The French Coach Changing African Football

Forbes Africa
Published 11 months ago
Togo vs Democratic Republic of the Congo – 2017 Africa Cup Of Nations

While African football continues to give the world many top players, this is rarely recognized and French coach Claude Le Roy intends changing that.

By Nick Said

THERE ARE FEW MEN WHO KNOW MORE ABOUT African football than veteran French coach Claude Le Roy, who has worked on the continent for close to four decades, earning a stellar reputation for his services to the game.

His longevity is hugely impressive, but also allows him to plot the progress of African football since he took on his first role with Cameroon in 1985.

The 73-year-old is still going strong, and was most recently in charge of Togo, having also led heavyweights Senegal, Ghana and Democratic Republic of the Congo in the past.

Although he never worked in the country, he was awarded the prestigious Humane Order of African Redemption by Liberian president George Weah in 2018, the latter still the only African player to win the FIFA World Player of the Year.

It is a measure of the respect in which Le Roy is held up and down the continent.

“I have never been sacked anywhere, I always decided to leave,” Le Roy tells FORBES AFRICA. “That is a big privilege. Wherever I have worked, people always ask me to come back. That is why I am proud.”

He is clear in his view that African football is on the rise, but adds that it still suffers from an age-old problem, a lack of respect from outside the continent.

While the African game continues to give the world many top players, this is rarely recognized and football it is still looked on as a poor cousin by many, particularly in Europe.

“The average level of African football is improving every year. You can see that when you have coached for a long time on the continent,” Le Roy says.

“What we need for African football is recognition, which we are not getting. It is a shame when you see a player like (Chelsea goalkeeper Edouard) Mendy is not in the 30 best players in the world (for the Ballon d’Or award). It seems unbelievable.

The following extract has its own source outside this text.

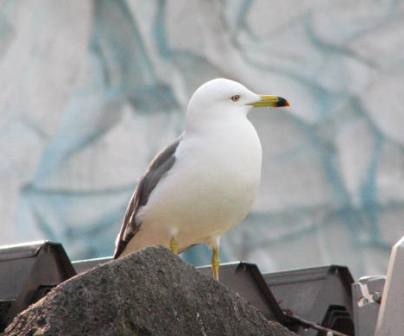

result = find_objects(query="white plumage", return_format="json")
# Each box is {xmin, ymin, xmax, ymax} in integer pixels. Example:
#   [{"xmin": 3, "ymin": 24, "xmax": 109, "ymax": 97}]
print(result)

“Three seasons ago the three best top scorers of the Premier League (in England), which is seen as the best championship in the world, were from Africa. (Mo) Salah, (Sadio) Mane and (Pierre- Emerick) Aubameyang.

“How do you not recognize the improvement? Even tactically they are playing to a higher and higher level in Africa now. Everything is getting better.”

But this improvement has also not necessarily translated to the pitch. Africa had five representatives at the last FIFA World Cup in Russia, but all exited in the first round in a desperately disappointing display.

The continent has yet to get a team past the quarterfinals of the global showpiece, but Le Roy is confident it will happen soon.

“Sure, there is a big problem if you look at the results in the (last) World Cup. We need to climb and go through the quarterfinals for once. We need to get to the semifinals and the final, but it will happen.

“But it is not only an improvement in the players. The level of the coach is important also. And the level of the people (administrators) who are in charge of football in Africa is very weak.

“We put people there for political reasons and there are few top-level people involved as presidents of football associations.”

Le Roy also believes the decision to expand the flagship Africa Cup of Nations from 16 teams to 24 in 2019 was wrong and says that it devalues the product.

“Sixteen teams were perfect. It was a political decision. It was done for financial reasons, but football is more important than money.”

What has pleased him has been the emergence of homegrown African coaches in the last few years, with 15 of the 24 tacticians at the recent Nations Cup in Cameroon from the continent, bucking the trend of European tacticians being placed in charge.

“It is a good indication for Africa to see the arrival of very good local coaches. There are many new coaches that have outstanding potential. This is good for the game.”